Introduction of Indian Economy on the Eve of Independence
The structure of India’s present-day economy is not the result of the current conditions, it has its roots dating back to history, particularly the State of Indian economy on the eve of Independence. India was a British colony before its independence.
Colonialism here refers to a system of political and social relations between two countries of which one is the ruler and the other is its colony. The ruling country not only has political control over the colony but also determines the economic policies of the subjugated country.
The sole purpose of the British colonial rule in India was to reduce the country to being a supplier of raw materials for Britain’s booming markets and its rapidly increasing industrial base.
Economic Conditions under colonial rule and the state of the economy on the eve of independence
India had an independent economy before the advent of British rule. It had its own flourishing markets; the livelihood of people was mainly based on agriculture.
Handicrafts and textile industries of India along with metallic work industries enjoyed a worldwide market. Things were all going well, till the British established power in the country.
British exploitation of India
The British had exploited India over a period of two centuries but the form of exploitation was not the same throughout the period.
a) Firstly, East India company indirectly caused plunder under the guise of trade. India was forced to be a producer of raw materials and export raw materials to Britain.

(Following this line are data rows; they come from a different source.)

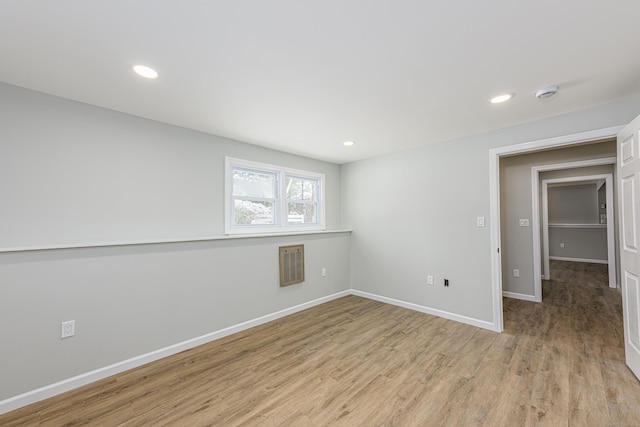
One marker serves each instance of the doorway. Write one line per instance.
(495, 156)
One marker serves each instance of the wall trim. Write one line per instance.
(427, 310)
(592, 261)
(516, 295)
(68, 384)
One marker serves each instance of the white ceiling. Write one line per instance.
(302, 76)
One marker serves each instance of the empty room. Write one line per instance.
(354, 213)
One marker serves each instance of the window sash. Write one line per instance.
(305, 211)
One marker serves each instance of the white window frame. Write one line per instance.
(280, 206)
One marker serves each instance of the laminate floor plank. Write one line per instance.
(358, 362)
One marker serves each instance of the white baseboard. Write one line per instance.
(517, 295)
(593, 261)
(435, 312)
(60, 387)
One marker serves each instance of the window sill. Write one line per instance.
(165, 241)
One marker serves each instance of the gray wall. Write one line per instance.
(576, 204)
(414, 213)
(69, 173)
(579, 243)
(573, 204)
(516, 202)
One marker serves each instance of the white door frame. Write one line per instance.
(610, 225)
(494, 199)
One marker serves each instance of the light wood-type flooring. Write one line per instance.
(356, 362)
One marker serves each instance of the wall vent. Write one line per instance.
(291, 265)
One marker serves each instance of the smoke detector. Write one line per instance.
(547, 92)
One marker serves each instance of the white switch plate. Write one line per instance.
(68, 329)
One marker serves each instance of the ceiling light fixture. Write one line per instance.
(146, 72)
(501, 98)
(547, 92)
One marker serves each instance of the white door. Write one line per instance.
(629, 199)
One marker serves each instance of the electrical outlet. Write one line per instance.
(68, 329)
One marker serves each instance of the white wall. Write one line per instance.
(70, 173)
(414, 213)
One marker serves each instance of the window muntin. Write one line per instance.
(263, 198)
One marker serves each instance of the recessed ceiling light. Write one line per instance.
(501, 98)
(146, 72)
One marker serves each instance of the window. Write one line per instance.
(263, 198)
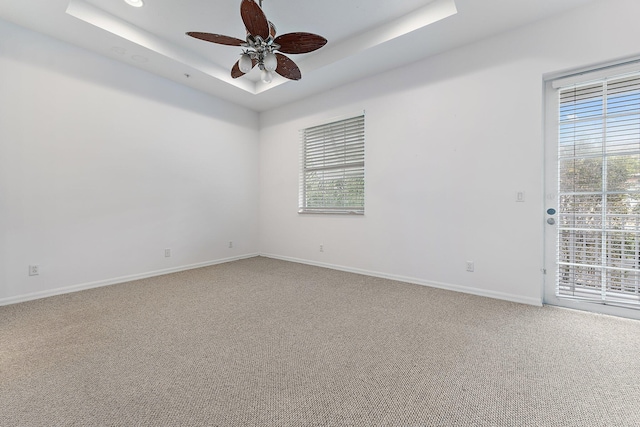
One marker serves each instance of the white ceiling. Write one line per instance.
(365, 37)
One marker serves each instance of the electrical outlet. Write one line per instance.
(34, 270)
(470, 266)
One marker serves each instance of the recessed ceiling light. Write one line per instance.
(135, 3)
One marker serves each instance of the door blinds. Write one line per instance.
(598, 250)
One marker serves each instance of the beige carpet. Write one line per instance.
(262, 342)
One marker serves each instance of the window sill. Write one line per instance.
(331, 211)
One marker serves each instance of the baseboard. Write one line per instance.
(116, 280)
(413, 280)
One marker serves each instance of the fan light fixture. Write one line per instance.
(262, 47)
(135, 3)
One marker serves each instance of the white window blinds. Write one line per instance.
(332, 168)
(599, 190)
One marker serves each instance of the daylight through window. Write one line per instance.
(599, 190)
(332, 168)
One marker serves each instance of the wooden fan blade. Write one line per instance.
(254, 19)
(300, 42)
(217, 38)
(235, 70)
(287, 68)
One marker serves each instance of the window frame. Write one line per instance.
(335, 149)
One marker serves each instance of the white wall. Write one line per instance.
(449, 142)
(102, 166)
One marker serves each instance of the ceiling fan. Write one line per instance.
(262, 47)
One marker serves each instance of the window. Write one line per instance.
(598, 252)
(332, 168)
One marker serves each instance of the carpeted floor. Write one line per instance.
(262, 342)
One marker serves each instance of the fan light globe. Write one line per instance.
(245, 64)
(270, 62)
(266, 76)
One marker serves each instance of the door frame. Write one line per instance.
(550, 192)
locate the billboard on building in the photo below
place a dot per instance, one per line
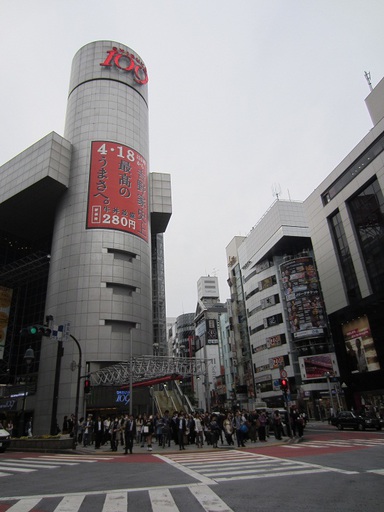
(315, 367)
(118, 189)
(302, 294)
(360, 347)
(5, 306)
(212, 334)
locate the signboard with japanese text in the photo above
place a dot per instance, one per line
(118, 189)
(212, 334)
(315, 367)
(302, 294)
(5, 306)
(360, 346)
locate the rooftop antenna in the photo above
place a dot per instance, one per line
(367, 75)
(276, 190)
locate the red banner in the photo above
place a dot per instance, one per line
(118, 189)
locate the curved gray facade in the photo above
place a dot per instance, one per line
(100, 275)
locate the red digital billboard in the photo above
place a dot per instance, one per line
(118, 189)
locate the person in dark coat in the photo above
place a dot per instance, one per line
(129, 434)
(181, 430)
(99, 432)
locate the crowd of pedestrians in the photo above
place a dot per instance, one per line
(183, 429)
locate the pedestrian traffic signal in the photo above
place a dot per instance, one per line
(87, 386)
(36, 330)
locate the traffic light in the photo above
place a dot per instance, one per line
(284, 385)
(87, 386)
(36, 330)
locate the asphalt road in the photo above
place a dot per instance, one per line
(341, 471)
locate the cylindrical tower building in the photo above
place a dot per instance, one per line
(100, 269)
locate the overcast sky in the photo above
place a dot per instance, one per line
(243, 96)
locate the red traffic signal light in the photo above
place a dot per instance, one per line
(36, 330)
(87, 386)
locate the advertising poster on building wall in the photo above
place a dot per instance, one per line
(118, 189)
(315, 367)
(212, 334)
(5, 306)
(360, 347)
(302, 294)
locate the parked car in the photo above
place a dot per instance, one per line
(5, 439)
(349, 419)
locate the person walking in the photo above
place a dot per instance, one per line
(238, 423)
(99, 432)
(228, 429)
(262, 426)
(277, 426)
(199, 431)
(129, 434)
(181, 430)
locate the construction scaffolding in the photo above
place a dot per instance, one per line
(148, 367)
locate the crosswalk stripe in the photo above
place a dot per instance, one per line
(209, 500)
(26, 464)
(43, 462)
(162, 501)
(341, 443)
(70, 503)
(17, 470)
(269, 475)
(376, 471)
(25, 505)
(115, 502)
(248, 466)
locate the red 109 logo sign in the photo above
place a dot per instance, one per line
(127, 62)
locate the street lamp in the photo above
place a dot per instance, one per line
(29, 357)
(327, 375)
(76, 425)
(131, 375)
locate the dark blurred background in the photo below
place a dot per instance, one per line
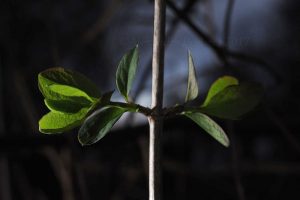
(257, 40)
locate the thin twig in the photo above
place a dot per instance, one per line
(155, 120)
(169, 35)
(283, 129)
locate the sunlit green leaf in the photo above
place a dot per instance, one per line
(234, 101)
(61, 76)
(64, 106)
(98, 124)
(219, 85)
(210, 126)
(192, 89)
(126, 72)
(57, 122)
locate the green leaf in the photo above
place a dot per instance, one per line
(105, 99)
(219, 85)
(63, 106)
(210, 126)
(61, 76)
(192, 89)
(99, 124)
(57, 122)
(126, 72)
(234, 101)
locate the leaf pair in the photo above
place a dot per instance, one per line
(126, 72)
(69, 96)
(226, 99)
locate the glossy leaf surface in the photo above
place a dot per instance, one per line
(126, 72)
(210, 126)
(192, 89)
(234, 101)
(56, 122)
(219, 85)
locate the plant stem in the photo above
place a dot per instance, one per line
(155, 120)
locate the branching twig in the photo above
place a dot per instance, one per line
(222, 53)
(227, 20)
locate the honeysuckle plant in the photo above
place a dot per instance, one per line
(73, 100)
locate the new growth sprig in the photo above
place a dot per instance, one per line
(73, 100)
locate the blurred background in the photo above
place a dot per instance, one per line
(256, 40)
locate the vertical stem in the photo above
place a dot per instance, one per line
(155, 120)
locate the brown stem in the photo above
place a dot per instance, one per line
(155, 120)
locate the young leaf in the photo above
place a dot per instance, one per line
(69, 91)
(126, 72)
(63, 106)
(192, 89)
(61, 76)
(99, 124)
(57, 122)
(219, 85)
(210, 126)
(234, 101)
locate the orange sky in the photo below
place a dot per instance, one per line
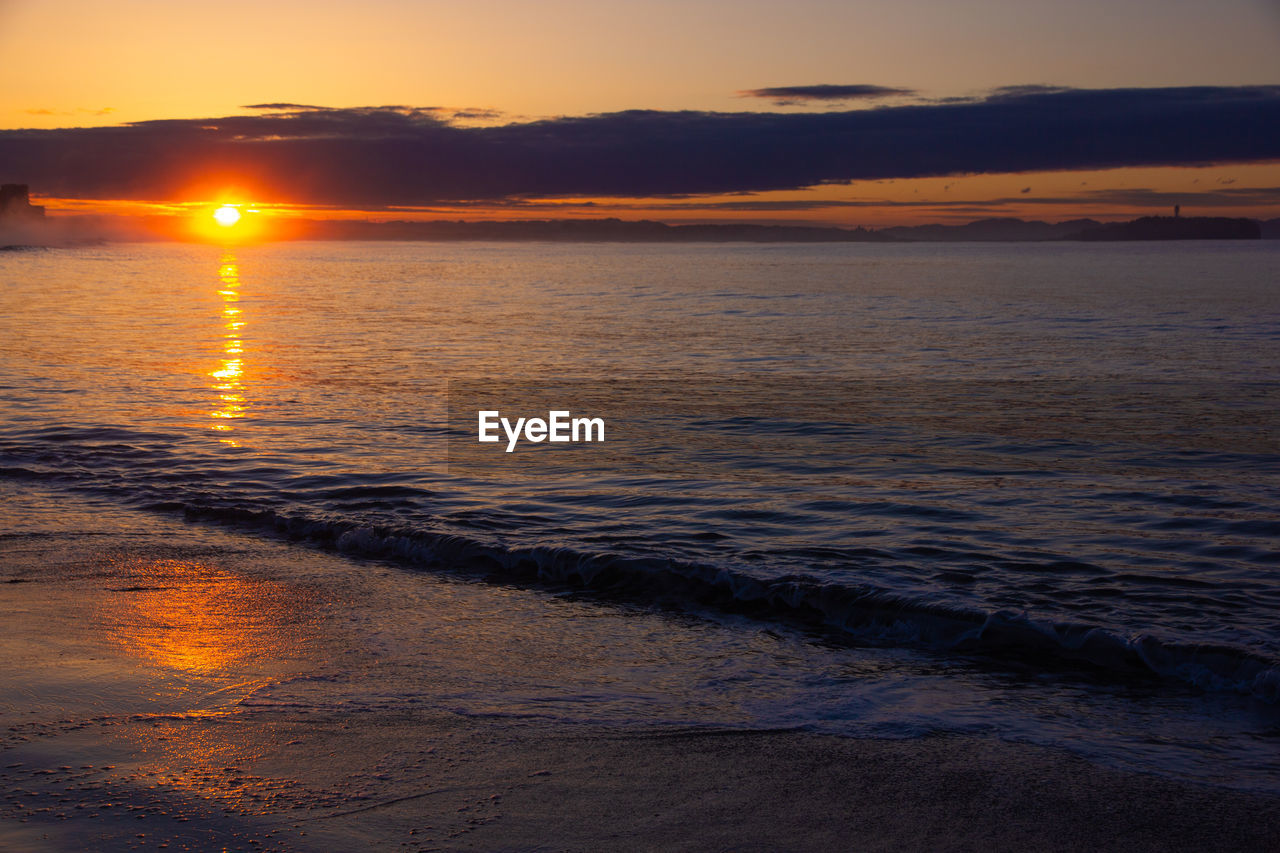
(94, 63)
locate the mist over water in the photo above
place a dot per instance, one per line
(1020, 489)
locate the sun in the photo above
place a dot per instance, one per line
(227, 215)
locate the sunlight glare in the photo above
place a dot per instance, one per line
(227, 215)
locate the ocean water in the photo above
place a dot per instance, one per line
(1019, 489)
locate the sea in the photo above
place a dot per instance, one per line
(1016, 491)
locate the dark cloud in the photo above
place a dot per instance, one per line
(790, 95)
(396, 155)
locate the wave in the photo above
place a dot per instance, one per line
(862, 614)
(149, 470)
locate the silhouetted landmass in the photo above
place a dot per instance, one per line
(1175, 228)
(584, 231)
(991, 229)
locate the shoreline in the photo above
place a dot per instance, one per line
(184, 688)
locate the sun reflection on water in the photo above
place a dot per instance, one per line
(200, 620)
(229, 377)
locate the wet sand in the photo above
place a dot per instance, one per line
(181, 688)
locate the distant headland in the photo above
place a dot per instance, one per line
(24, 224)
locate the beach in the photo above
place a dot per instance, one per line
(272, 711)
(993, 573)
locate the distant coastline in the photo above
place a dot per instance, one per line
(656, 232)
(36, 231)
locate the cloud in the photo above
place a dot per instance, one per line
(397, 155)
(792, 95)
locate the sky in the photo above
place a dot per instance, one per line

b) Secondly, under the East India company land revenue was an instrument of plundering the peasants, land settlement systems were introduced by the British Government under which land revenue rates were high and small farmers were forced to pay such high revenues to the officials and the Zamindars, under the Zamindari system. They were thus left looted.
c) Thirdly, the corrupt and unscrupulous officers of the East India Company adopted all possible means to make large fortunes; and
d) Post-acquisition, the Diwani rights for the civil administration of Bengal, Bihar, and Orissa, British officers constantly kept exploiting the local people, mainly peasants and farmers of these states.
The colonial government did not make any sincere attempt to measure the national and per capita income of India. This was tried by some individuals, which yielded conflicting results.
One of the most notable attempts was done by Dadabhai Naoroji who wrote about it in his book, ‘Poverty and Un-British rule in India.’
State of the Indian Economy on the eve of independence with reference to the various sectors
State of Indian Economy on the eve of independence with reference to the agricultural sector
The period on the eve of independence was basically characterized by agrarian domination of the Indian economy. About 85% of the population survived on agriculture as their main occupation.
However, the sector faced consistent struggle on the following grounds.
- Low Productivity of crops due to agricultural deterioration.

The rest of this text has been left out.